Menthol Tobacco Products
Menthol is a chemical compound found naturally in peppermint and other similar plants. Menthol can also be produced in a lab.1
Menthol can change the way the brain registers the sensations of taste and pain.2 In cigarettes, menthol creates a cooling sensation in the throat and airways, making the smoke feel less harsh and easier to inhale.3 Menthol is also used in other commercial tobacco products, such as e-cigarettes, cigars, hookah tobacco, smokeless tobacco, nicotine pouches, and heated tobacco products.
According to federal law, tobacco manufacturers cannot market cigarettes with “characterizing flavors,” except for menthol- or tobacco-flavored cigarettes.4 Almost all the cigarettes sold in the United States contain some natural or lab-created menthol. However, there is usually more menthol in cigarettes marketed specifically as “menthol” compared to other cigarettes.5 In 2019 and in 2020, sales of menthol-flavored cigarettes made up 37% of all cigarette sales in the U.S.—the highest proportion since major tobacco companies were first required to report those data to the federal government in 1967.6,7
- Tobacco companies add menthol to commercial tobacco products to make them seem less harsh and more appealing to young people and to people who have never used tobacco products.
- Nicotine is the addictive drug in cigarettes and other tobacco products. Menthol enhances the effects of nicotine on the brain and can make tobacco products even more addictive. In recent years, tobacco companies also have increased the amount of nicotine in some menthol cigarettes.
- Menthol in cigarettes can make it more difficult to quit smoking. People who smoke menthol cigarettes can be less likely to successfully quit than people who smoke non-menthol cigarettes.
- Tobacco companies aggressively market menthol-flavored tobacco products to different groups of people, especially Black people. This marketing contributes to targeted population groups being more likely to smoke menthol cigarettes than other population groups.

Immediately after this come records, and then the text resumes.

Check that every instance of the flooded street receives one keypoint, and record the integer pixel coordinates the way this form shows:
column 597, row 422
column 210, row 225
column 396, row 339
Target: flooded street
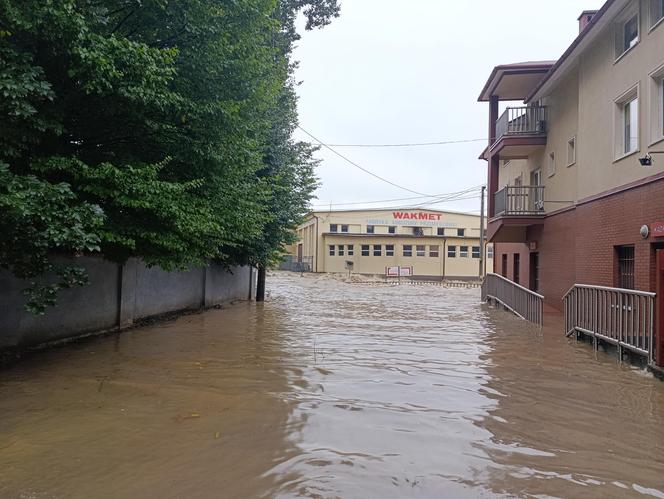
column 331, row 389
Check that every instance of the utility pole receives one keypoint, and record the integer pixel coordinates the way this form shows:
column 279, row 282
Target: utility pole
column 482, row 245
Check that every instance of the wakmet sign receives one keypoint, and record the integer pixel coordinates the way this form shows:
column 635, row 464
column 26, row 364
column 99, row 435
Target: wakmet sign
column 413, row 219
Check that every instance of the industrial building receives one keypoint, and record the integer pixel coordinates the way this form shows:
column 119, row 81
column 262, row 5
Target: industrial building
column 417, row 243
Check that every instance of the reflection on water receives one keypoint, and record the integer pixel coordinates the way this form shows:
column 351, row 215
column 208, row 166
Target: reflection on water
column 332, row 390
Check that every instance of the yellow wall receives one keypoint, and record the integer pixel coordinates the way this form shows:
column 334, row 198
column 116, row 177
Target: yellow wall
column 583, row 105
column 357, row 236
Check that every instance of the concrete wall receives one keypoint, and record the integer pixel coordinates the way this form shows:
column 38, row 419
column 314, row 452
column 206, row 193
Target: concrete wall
column 116, row 297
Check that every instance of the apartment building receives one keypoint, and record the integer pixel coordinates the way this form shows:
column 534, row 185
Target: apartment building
column 576, row 187
column 423, row 243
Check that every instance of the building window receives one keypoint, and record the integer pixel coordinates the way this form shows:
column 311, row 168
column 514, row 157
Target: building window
column 627, row 33
column 571, row 151
column 630, row 125
column 517, row 263
column 627, row 123
column 625, row 255
column 656, row 12
column 552, row 164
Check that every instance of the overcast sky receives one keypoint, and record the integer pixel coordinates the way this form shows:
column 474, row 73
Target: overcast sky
column 389, row 71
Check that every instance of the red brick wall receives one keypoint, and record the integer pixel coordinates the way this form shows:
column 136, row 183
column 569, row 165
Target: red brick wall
column 510, row 249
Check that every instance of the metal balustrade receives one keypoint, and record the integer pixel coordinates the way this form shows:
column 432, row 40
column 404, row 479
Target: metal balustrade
column 622, row 317
column 525, row 120
column 523, row 302
column 524, row 200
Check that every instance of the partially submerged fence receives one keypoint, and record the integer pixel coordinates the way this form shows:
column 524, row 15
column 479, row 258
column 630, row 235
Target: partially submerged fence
column 622, row 317
column 523, row 302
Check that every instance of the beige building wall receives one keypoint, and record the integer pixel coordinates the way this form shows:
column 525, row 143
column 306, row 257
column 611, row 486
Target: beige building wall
column 431, row 254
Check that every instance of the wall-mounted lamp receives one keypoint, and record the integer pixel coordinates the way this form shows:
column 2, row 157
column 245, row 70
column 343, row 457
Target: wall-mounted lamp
column 647, row 159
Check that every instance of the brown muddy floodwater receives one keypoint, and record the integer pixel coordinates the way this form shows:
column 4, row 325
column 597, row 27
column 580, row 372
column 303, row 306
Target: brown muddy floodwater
column 332, row 390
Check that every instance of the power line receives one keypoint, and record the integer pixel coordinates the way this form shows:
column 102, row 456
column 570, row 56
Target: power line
column 362, row 168
column 413, row 144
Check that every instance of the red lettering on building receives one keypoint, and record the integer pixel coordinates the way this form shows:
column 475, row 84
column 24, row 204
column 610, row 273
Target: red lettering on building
column 402, row 215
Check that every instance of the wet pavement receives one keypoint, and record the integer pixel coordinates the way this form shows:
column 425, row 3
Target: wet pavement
column 332, row 390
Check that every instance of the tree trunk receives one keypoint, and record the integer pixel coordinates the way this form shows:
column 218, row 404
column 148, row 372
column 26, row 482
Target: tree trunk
column 260, row 285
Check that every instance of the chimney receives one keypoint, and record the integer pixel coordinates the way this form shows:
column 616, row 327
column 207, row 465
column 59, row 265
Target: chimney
column 585, row 18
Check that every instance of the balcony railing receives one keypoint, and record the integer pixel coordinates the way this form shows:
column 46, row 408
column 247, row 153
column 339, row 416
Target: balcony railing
column 528, row 120
column 523, row 302
column 622, row 317
column 521, row 200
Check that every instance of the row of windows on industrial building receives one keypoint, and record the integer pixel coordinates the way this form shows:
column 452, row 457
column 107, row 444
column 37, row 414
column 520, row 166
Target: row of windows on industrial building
column 407, row 250
column 417, row 231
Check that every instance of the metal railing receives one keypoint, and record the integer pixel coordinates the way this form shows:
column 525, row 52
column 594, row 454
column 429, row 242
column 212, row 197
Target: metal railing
column 622, row 317
column 295, row 264
column 523, row 302
column 527, row 200
column 526, row 120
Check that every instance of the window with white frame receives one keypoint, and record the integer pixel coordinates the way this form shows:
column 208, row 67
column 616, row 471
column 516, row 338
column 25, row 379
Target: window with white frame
column 551, row 168
column 656, row 12
column 627, row 123
column 627, row 30
column 571, row 151
column 657, row 104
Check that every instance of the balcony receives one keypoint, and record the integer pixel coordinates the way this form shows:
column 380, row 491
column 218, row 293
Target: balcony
column 517, row 201
column 519, row 131
column 516, row 207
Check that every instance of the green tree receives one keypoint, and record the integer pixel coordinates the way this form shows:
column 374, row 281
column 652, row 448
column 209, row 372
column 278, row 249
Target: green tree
column 165, row 126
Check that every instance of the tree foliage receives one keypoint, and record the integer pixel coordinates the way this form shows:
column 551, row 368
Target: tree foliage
column 149, row 128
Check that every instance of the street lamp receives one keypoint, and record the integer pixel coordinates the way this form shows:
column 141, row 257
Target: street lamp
column 647, row 159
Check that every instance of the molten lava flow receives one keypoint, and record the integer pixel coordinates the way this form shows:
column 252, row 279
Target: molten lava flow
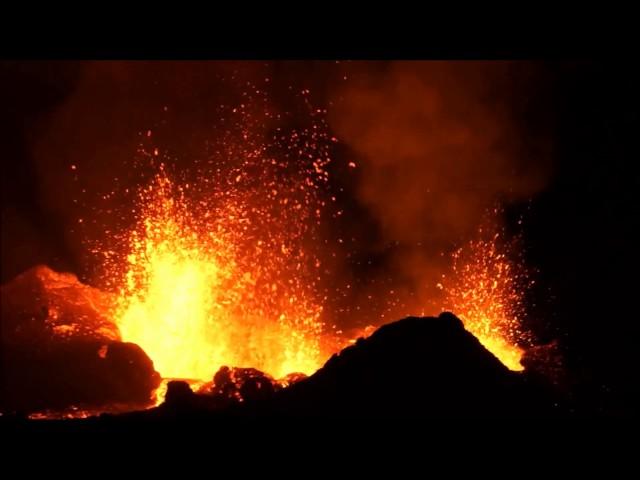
column 486, row 292
column 198, row 295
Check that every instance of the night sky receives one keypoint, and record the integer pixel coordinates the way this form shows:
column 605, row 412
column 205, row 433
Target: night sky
column 570, row 151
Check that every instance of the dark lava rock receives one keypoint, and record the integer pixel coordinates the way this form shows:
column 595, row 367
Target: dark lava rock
column 415, row 368
column 60, row 349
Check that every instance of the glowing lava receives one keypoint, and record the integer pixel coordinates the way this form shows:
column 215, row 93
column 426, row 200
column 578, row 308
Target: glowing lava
column 486, row 292
column 197, row 296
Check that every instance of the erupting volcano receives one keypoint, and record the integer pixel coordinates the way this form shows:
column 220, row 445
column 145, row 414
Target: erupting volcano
column 225, row 266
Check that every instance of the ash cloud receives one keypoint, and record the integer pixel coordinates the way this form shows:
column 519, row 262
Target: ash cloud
column 437, row 144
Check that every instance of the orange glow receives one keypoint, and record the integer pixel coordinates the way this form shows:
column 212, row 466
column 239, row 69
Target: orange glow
column 194, row 300
column 486, row 293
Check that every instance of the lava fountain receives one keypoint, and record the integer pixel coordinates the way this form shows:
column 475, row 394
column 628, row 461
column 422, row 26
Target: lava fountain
column 486, row 290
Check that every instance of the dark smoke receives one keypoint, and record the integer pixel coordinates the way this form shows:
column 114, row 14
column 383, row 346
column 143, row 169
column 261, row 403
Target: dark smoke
column 436, row 145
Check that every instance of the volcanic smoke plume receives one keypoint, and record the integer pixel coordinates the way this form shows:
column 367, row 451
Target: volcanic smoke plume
column 205, row 198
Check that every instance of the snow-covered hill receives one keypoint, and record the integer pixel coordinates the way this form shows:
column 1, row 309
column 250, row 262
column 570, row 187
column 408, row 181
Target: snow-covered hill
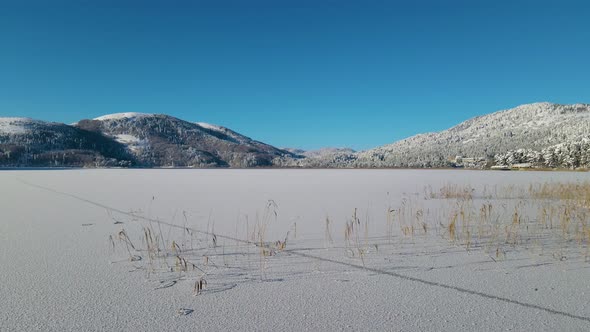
column 165, row 141
column 28, row 142
column 543, row 134
column 533, row 126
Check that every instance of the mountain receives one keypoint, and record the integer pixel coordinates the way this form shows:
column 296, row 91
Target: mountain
column 540, row 134
column 321, row 158
column 28, row 142
column 164, row 141
column 533, row 126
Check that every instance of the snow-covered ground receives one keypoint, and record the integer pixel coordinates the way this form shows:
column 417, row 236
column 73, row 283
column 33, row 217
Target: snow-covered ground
column 74, row 253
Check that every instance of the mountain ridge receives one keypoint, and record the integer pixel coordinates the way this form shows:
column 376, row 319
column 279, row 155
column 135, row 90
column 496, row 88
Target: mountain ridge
column 541, row 134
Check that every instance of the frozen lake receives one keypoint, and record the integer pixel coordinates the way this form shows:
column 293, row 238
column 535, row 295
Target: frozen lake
column 357, row 250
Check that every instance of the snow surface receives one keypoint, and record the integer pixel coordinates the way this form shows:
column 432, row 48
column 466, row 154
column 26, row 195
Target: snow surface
column 119, row 116
column 15, row 125
column 61, row 273
column 126, row 139
column 210, row 126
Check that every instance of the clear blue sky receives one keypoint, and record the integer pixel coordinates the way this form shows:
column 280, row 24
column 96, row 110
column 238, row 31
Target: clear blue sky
column 297, row 73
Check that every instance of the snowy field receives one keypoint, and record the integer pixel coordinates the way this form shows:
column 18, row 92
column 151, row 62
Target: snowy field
column 294, row 250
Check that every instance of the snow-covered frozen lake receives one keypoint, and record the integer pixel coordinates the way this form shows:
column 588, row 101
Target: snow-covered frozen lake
column 291, row 250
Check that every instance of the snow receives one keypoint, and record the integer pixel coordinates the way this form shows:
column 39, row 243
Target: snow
column 210, row 126
column 119, row 116
column 60, row 271
column 13, row 125
column 126, row 139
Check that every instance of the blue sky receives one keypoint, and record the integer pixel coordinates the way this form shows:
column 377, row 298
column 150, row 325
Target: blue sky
column 300, row 73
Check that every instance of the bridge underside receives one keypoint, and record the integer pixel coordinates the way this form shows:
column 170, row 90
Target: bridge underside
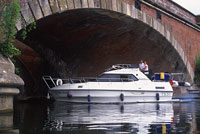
column 84, row 42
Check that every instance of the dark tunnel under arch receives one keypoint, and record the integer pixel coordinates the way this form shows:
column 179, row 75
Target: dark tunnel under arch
column 83, row 42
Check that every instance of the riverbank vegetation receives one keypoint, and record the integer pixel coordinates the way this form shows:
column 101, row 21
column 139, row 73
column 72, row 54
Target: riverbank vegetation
column 197, row 71
column 9, row 16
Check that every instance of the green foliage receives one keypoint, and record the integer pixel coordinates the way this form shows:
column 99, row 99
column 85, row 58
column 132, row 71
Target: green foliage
column 197, row 71
column 9, row 15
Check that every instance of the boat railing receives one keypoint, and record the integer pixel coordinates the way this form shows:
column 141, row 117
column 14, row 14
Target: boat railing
column 120, row 66
column 52, row 82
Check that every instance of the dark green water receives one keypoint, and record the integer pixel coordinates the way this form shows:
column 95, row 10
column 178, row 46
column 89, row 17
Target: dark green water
column 142, row 118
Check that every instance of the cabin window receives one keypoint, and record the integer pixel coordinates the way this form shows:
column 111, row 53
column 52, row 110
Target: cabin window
column 124, row 78
column 117, row 78
column 159, row 15
column 109, row 78
column 137, row 5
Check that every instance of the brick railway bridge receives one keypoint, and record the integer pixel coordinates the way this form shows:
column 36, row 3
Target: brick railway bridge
column 83, row 37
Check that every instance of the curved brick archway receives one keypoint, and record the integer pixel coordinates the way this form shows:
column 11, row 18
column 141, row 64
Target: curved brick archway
column 38, row 9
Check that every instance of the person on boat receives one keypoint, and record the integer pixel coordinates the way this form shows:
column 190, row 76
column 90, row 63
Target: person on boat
column 141, row 65
column 146, row 68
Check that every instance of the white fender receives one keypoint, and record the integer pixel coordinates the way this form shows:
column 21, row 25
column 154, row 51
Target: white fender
column 175, row 83
column 59, row 82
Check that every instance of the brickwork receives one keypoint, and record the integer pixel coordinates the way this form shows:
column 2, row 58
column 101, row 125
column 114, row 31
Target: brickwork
column 176, row 9
column 177, row 25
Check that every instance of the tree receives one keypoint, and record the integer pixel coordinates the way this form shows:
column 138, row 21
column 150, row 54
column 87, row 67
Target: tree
column 197, row 71
column 9, row 15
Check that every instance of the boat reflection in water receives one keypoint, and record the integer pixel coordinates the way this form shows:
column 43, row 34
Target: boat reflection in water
column 137, row 118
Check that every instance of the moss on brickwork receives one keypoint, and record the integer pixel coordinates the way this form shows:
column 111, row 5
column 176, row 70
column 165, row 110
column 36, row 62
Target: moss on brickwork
column 197, row 71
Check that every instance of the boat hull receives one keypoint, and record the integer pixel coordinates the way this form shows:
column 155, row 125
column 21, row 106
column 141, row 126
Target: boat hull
column 112, row 96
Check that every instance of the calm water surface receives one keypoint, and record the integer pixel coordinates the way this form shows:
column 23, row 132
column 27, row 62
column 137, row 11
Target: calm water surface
column 140, row 118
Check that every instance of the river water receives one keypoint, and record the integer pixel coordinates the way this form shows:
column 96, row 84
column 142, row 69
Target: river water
column 139, row 118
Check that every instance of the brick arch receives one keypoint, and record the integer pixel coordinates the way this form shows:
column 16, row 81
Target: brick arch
column 38, row 9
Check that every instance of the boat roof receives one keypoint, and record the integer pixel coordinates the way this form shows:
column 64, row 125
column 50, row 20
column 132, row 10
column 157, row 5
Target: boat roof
column 126, row 69
column 121, row 66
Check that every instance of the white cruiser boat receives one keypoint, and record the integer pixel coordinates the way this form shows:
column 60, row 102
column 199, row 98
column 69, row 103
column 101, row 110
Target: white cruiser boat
column 122, row 83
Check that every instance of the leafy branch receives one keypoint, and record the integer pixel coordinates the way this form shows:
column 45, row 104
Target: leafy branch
column 9, row 15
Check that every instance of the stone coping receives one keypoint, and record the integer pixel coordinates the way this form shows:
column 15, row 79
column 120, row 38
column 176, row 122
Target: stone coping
column 9, row 91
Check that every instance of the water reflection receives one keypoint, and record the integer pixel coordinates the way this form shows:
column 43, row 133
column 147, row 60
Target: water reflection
column 139, row 118
column 128, row 118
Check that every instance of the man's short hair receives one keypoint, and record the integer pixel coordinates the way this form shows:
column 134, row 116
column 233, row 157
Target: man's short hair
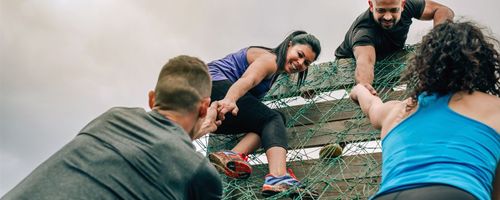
column 182, row 83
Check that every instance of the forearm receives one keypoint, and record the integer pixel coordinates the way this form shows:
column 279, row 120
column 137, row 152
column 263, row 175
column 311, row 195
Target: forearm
column 238, row 89
column 442, row 15
column 367, row 101
column 364, row 73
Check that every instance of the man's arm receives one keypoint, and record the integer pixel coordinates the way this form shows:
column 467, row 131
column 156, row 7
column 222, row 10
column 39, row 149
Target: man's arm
column 372, row 105
column 365, row 64
column 437, row 12
column 210, row 122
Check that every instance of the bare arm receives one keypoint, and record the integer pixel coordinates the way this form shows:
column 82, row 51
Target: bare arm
column 365, row 64
column 495, row 194
column 372, row 105
column 437, row 12
column 210, row 122
column 259, row 69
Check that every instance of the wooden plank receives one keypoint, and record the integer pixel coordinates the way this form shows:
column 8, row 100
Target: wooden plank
column 313, row 112
column 341, row 132
column 312, row 135
column 345, row 177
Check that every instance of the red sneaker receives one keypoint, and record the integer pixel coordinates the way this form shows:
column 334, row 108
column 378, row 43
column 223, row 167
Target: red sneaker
column 232, row 164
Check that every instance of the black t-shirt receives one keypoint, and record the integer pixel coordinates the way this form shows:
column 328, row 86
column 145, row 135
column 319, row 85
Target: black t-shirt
column 366, row 32
column 126, row 153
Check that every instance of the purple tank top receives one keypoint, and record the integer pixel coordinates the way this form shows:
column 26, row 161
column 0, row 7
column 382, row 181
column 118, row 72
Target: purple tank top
column 232, row 67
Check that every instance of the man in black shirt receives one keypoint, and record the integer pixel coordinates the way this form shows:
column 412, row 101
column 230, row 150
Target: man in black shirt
column 129, row 153
column 382, row 30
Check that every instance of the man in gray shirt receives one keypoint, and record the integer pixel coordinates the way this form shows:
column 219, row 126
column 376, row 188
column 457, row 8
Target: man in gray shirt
column 129, row 153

- Young people, racial and ethnic minority groups, LGBTQ+ people, women, people with a low income, and people with mental health conditions also are more likely to smoke menthol cigarettes than other population groups.
- We can help reduce menthol tobacco use and help people quit using tobacco products by:
- Increasing equitable access to evidence-based quitting resources, including counseling and medication.
- Implementing policies that prohibit or decrease sales of menthol tobacco products.
- Kamatou GP, Vermaak I, Viljoen AM, Lawrence BM. Menthol: a simple monoterpene with remarkable biological properties. Phytochemistry. 2013;96:15-25. doi:10.1016/j.phytochem.2013.08.005.
- U.S. Department of Health and Human Services. The Health Consequences of Smoking—50 Years of Progress: A Report of the Surgeon General. Atlanta, GA: US Department of Health and Human Services, Centers for Disease Control and Prevention, National Center for Chronic Disease Prevention and Health Promotion, Office on Smoking and Health. 2014.
- U.S. Food and Drug Administration. Scientific Review of the Effects of Menthol in Cigarettes on Tobacco Addiction: 1980-2021. 2022.
- Tobacco Product Standards. Federal Food, Drug, and Cosmetic Act. 21 U.S.C. § 387g. 2010 [accessed 2022 May 9].
- Ai J, Taylor KM, Lisko JG, Tran H, Watson CH, Holman MR. Menthol Content in US Marketed Cigarettes. Nicotine Tob Res. 2016;18(7):1575-1580. doi:10.1093/ntr/ntv162.
- U.S. Federal Trade Commission. U.S. Federal Trade Commission (FTC), Cigarette Report for 2019, 2020. Washington: Federal Trade Commission, 2020 [accessed 2022 May 9].
- U.S. Federal Trade Commission. U.S. Federal Trade Commission (FTC), Cigarette Report for 2020, 2021. Washington: Federal Trade Commission, 2021 [accessed 2022 May 9].